Education as a Disruptor to Intolerance
By Xavier Taylor
Some might say that the current administration’s policies and rhetoric about immigration project a type of hyper-nationalism. One way to combat this hyper-nationalism that can breed suspicion of immigrants is to educate individuals on the people of other cultures. Learn who they are, why they’re here, and how they may hold similar hopes for the future.
Ronald W. Whitaker, Ed.D, Assistant Professor of Education & Director of School Relations in the School of Education at Cabrini University, believes that education plays a vital role combatting hyper-nationalism. "I believe that the racist rhetoric and xenophobia deals with larger issues pertaining to racism and who we value as important and deem to be worth our time,” he said. “This in turn can breed not only ignorance and violence but also alienation from legitimate information which can cause a plethora of different issues for our migrant population.”
Whitaker is often invited into school districts to provide K-12 teachers with professional development on diversity and inclusion. As an educator of teachers and future teachers, Whitaker is also laying the foundation with them to educate their students on the value of difference and the richness of other cultures.
Jennifer Bulcock Ph.D., Assistant Professor of Philosophy and Assistant Director of the Center on Immigration at Cabrini University, believes our nation’s school system needs to be frank about our nation’s history – the good and the bad. She stated, “I have found that the formula to the issues that we as a country face is one of reluctance to change and one of complicity. In the United States in our textbooks, we have a encoded way of thinking about American history and whose a part of that history."
Bulcock continues, “Most textbooks do a clean and progressive narrative of American history, that starts with one event of history that points ours as a system towards progress. This is narrative is dangerous because it can either mislead or oversimplify the truth of our history.” Textbooks used in K-12 classrooms typically do not go into great detail on the immigration process and the steps to becoming a citizen.
Nuresebah Alkabir is a young immigrant who recently became a U.S. citizen. She describes the process as difficult and impersonal. “They really only asked me 10 questions even though there was like 100 different ones we had to study, Alkabir said. “I felt like they were looking for reasons to fail and deny me my citizenship, not to mention how expensive it is to take it.”

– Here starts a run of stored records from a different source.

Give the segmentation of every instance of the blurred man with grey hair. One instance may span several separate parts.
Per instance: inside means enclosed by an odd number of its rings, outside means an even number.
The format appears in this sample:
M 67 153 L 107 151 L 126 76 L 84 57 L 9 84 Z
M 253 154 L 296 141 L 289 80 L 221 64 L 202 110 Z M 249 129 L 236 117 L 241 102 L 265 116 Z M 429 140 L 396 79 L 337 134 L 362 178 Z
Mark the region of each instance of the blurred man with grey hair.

The New York Times reported on a Gallup poll taken during the first two weeks of June 2018 by more than 1,500 adults. That study found that “despite the contentious political climate, 75 percent of Americans think immigration, in general, is good for the nation. Among Democrats and those who lean toward the party, 85 percent viewed immigration positively, compared with 65 percent of Republicans and those who lean Republican." When asked their thoughts about “legal immigration” specifically, even more Americans, about 84 percent, said it was good for the country.
Whitaker sees students as integral in the “fight” for equality in immigration. “Students need to continue to fight because student intervention is very important to cause change," he said. "Whether it's marching, holding student protests, or writing papers, we need to support everything these students are doing because they have to march on for those who can't do it.”